Editor's Note: Neither Dr. Tukel nor any member of her immediate family has any financial interest in Janssen Pharmaceuticals.
About Temple Health
Temple University Health System (TUHS) is a $1.6 billion academic health system dedicated to providing access to quality patient care and supporting excellence in medical education and research. The Health System consists of Temple University Hospital (TUH), ranked among the "Best Hospitals" in the region by U.S. News & World Report; TUH-Episcopal Campus; TUH-Northeastern Campus; Fox Chase Cancer Center, an NCI-designated comprehensive cancer center; Jeanes Hospital, a community-based hospital offering medical, surgical and emergency services; Temple Transport Team, a ground and air-ambulance company; and Temple Physicians, Inc., a network of community-based specialty and primary-care physician practices. TUHS is affiliated with the Lewis Katz School of Medicine at Temple University.

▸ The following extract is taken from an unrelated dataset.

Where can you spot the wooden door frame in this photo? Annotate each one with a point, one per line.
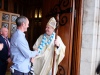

The Lewis Katz School of Medicine (LKSOM), established in 1901, is one of the nation's leading medical schools. Each year, the School of Medicine educates approximately 840 medical students and 140 graduate students. Based on its level of funding from the National Institutes of Health, the Katz School of Medicine is the second-highest ranked medical school in Philadelphia and the third-highest in the Commonwealth of Pennsylvania. According to U.S. News & World Report, LKSOM is among the top 10 most applied-to medical schools in the nation.
Temple Health refers to the health, education and research activities carried out by the affiliates of Temple University Health System (TUHS) and by the Katz School of Medicine. TUHS neither provides nor controls the provision of health care. All health care is provided by its member organizations or independent health care providers affiliated with TUHS member organizations. Each TUHS member organization is owned and operated pursuant to its governing documents.